Lawmakers and Gov. Phil Murphy began to take steps Thursday to address an engineer shortage at the state's transportation agency that has been developing for years but has only recently attracted sustained attention due to dozens of train cancellations.
Murphy directed lawmakers to send him stand-alone legislation to waive residency requirements to allow New Jersey Transit to hire engineers from other states, and they are expected to take it up in their next voting session.
The shortage, due to attrition and under-investment in training over the last decade, has combined with a spate of unexcused absences plus federally mandated safety work to cancel dozens of trains during peak periods, some with little or no notice to commuters.
Management of staff turnover due to retirement "was non-existent" for years, Transportation Commissioner Diane Gutierrez-Scaccetti told lawmakers at a legislative hearing Thursday. That left NJ Transit "without a pipeline" of skilled workers to fill in for those who left or retired, she said.
Gutierrez-Scaccetti said that in addition to seeking residency waivers, NJ Transit would actively promote vocational training programs for engineers at community colleges, and would offer bonuses to NJ Transit conductors if they train to be engineers.
Hiring engineers from around the region, rather than new recruits, could cut the amount of time it could take to get them trained and working, Gutierrez-Scaccetti and NJ Transit Executive Director Kevin Corbett said. Currently the training time is about 20 months.
Commuters will still see more cancellations through the end of the year, however, due to NJ Transit's work to install the federally required emergency braking system known as positive train control.

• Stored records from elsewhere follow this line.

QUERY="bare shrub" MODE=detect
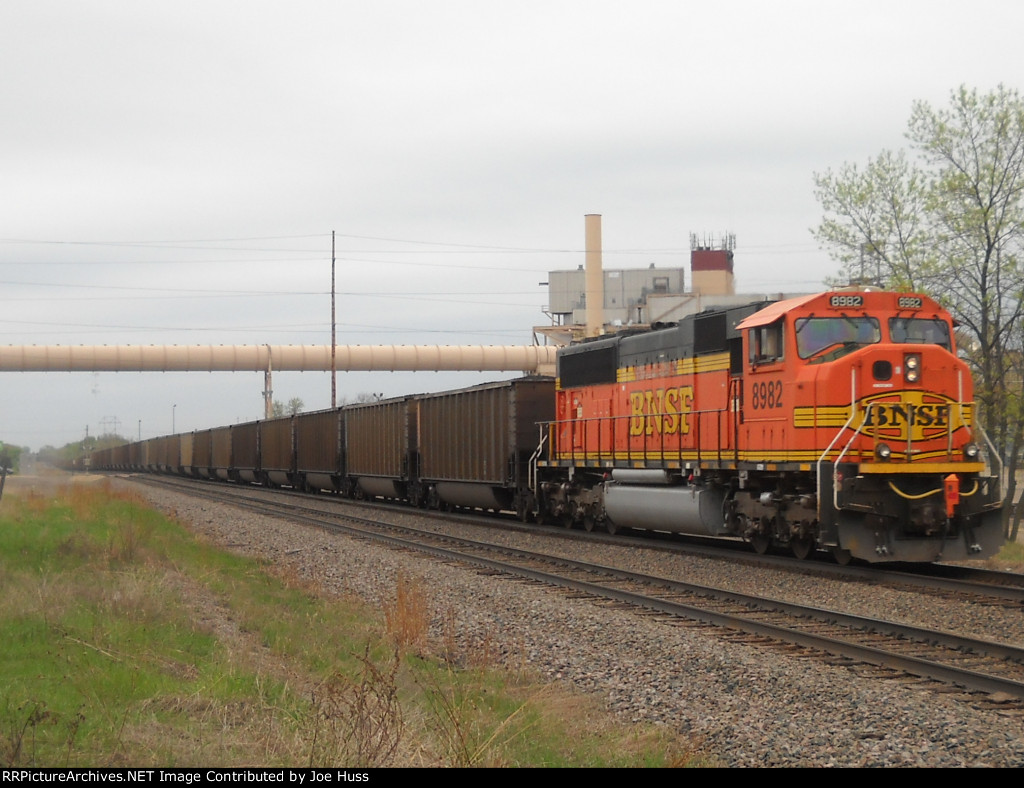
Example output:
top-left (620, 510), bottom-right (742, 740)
top-left (1, 699), bottom-right (63, 767)
top-left (306, 644), bottom-right (404, 767)
top-left (381, 572), bottom-right (428, 654)
top-left (107, 520), bottom-right (142, 564)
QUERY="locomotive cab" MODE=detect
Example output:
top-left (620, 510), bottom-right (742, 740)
top-left (735, 291), bottom-right (1004, 563)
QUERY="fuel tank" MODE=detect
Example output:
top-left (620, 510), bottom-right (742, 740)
top-left (604, 480), bottom-right (728, 535)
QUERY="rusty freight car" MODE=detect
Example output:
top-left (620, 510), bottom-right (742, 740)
top-left (416, 377), bottom-right (555, 516)
top-left (344, 396), bottom-right (416, 501)
top-left (295, 408), bottom-right (344, 492)
top-left (259, 414), bottom-right (294, 487)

The agency received a two-year extension past the initial Dec. 31, 2018 deadline to fully implement the system, but still has to have it fully installed by then so it can perform testing over the next two years.
Missing the deadline could lead to the Federal Railroad Administration de-certifying the railroad, essentially shutting it down, Corbett said.
Lawmakers questioned NJ Transit's communications with commuters, to which Corbett responded that he has merged the agency's social media operation into an emergency operations center where train movements can be monitored.
Assemblyman Anthony Bucco echoed the frustrations of many commuters when he asked why plans for cancellations aren't communicated better.
"You know this is coming but there doesn't seem to be a concrete plan to address it," he said. "If you're doing that, you've got to communicate it."